Sir Dagwood still served Lord Keuron, though the man was growing old and participated less in military manners than he once had. He he’d been sent by Lord Keuron to tie up loose ends and to appease a council of rulers. Or so Sir Dagwood figured, not being told anything other than the objective of his mission. He had inferred that his mission was not a public matter, and that he should be discrete about conducting his killing. Sir Dagwood wondered why a secret assassin had not then been sent in his place. But he was in no position to not go. So here he was, going.

He knew the man he was sent to murder. He’d known him quite well, once. But in the eventful years of recent, his memory had become preoccupied with other things, and he had not thought frequently of his old friend. He hadn’t debated much whether it would be against his better judgement to kill the man in light of their former friendship. He hadn’t debated much at all, really. He had no plan either. Nor did he particularly know where he was headed.

He’d been traveling the countryside to investigate leads provided to him by whoever he happened to approach in the town he was in at that time. The baron he was hunting had been well-known since liked by the presiding royalty—until he had fallen hopelessly from their graces by an act of traitorous rebellion. If he asked a villager if he had seen a man fitting the description of the baron, the villager might give him a vague answer, and then wave him in another direction or point him to another villager. It wasn’t a very efficient means of tracking down a person, but the baron had vanished quite effectively.

He was nearing upon a farm shortly after dawn, having set out before the sun had risen. It was an unseasonably warm day in early April and there was a gentle breeze fluttering through the air. Sir Dagwood was in half-plate, with no helmet, leaning back in his saddle with a tranquil expression across his comely features. Save for a scar that rippled across his right cheek, just below his eye, he had a smooth, supple complexion and a ruddy glow to his cheeks. He was tanned, but the sunless winter had drained his color somewhat. Still, he was the epitome of health and youth, not yet pained by the aches of old age yet already plagued by the worries of a man all too aware of his ageing. He was in a good mood, warm morning sun glazing his cheeks.

He was coming up upon a farm out in a rural area. He was following another whim but expected no result. He wound his way up to the collection of buildings, lazily guiding his steed to have a lethargic viewing of the place.
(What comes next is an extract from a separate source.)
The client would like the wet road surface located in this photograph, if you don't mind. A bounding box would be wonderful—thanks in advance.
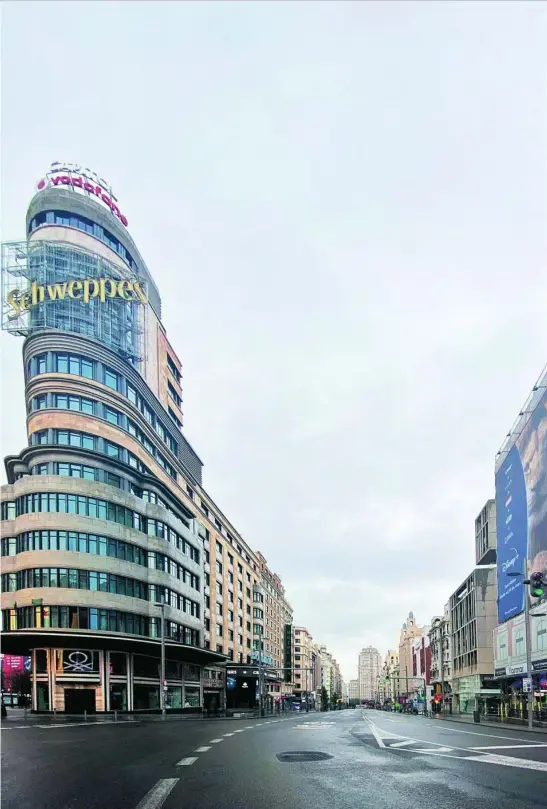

Seemed quaint.

He dismounted, thinking he might introduce himself to the landlords and perhaps ask for a meal. He tethered his horse to a fence and meandered a short while, looking for a person he might call out to. He spotted a figure near a shoddy barn, and he called out to them, raising a hand, “Good man, do you preside in this facility? Where might I find the owners?”

He had to call because he was still a modest distance away. He was struck by an uncanny feeling, but he had not immediately recognized the man he was calling to. “I am a knight of Lord Keuron’s court!”